А вот это, о крайне правых, требует, конечно, отдельной темы, и я с удовольствием бы поговорила, но, к сожалению, я не вижу здесь ни репов, склонных к центризму, ни демов, способных "поступиться принципами".
А с одной Аннушкой беседовать в стиле "да, это именно так!" будет скучно.
Очень хотелось бы послушать нормальных репов, которые "не мага" и "антитрамп", которые понимают, что америка и так была и будет грейт, которая отлично простояла 200 лет и простоит на тех же принципах еще много лет, если будет придерживаться консервативной морали, а не популистских и конспиративных теорий и культа личности.
https://news.yahoo.com/experts-warn-inc ... 29033.html
Individuals rather than organized groups more likely to commit extremist crimes as inflammatory Republican rhetoric escalates.
"Before the internet and before social media, how an individual was likely to radicalize is that it was going to be through a face-to-face relationship that they had in the physical world,” Jensen said.

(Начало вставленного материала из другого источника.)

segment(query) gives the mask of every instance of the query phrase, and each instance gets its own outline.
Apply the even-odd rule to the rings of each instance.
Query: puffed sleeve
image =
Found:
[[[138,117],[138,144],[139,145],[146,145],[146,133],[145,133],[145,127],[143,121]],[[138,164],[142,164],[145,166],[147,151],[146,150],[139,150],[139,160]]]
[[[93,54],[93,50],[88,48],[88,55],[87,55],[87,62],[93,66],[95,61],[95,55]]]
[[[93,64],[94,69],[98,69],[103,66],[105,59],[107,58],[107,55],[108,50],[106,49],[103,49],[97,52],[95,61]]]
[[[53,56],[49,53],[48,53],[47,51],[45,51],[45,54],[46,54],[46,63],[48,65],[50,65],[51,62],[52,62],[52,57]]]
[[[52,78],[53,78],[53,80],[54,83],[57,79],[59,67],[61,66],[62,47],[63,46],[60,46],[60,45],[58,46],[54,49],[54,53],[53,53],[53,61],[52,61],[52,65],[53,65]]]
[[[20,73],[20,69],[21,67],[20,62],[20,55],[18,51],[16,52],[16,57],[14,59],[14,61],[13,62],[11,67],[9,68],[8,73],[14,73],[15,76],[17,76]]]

“So they had a cousin that was involved in a skinhead gang and they recruited them, or there was a group active in their neighborhood and they saw a flyer and took an interest in it.
“It was a much more labor-intensive process to get people involved."
With the advent of social media, white supremacist ideas and groups are available “at the click of a button”, Jensen said. Individuals have a much easier path to becoming radicalized.
At the same time, the threat of rightwing terrorism has been exacerbated by the normalizing of political violence, or violent rhetoric, by elected officials and media personalities. Prominent figures can provide a gateway for people to commit violence when they demonize immigrants or the LGBTQ+ community, or indulge conspiracies like the great replacement theory, Jensen said.
“They get this disinformation and conspiracy theories that are a bit more watered down: does not make calls to violence, but they provide the mechanisms for people to follow that narrative to the places where they will encounter that rhetoric.”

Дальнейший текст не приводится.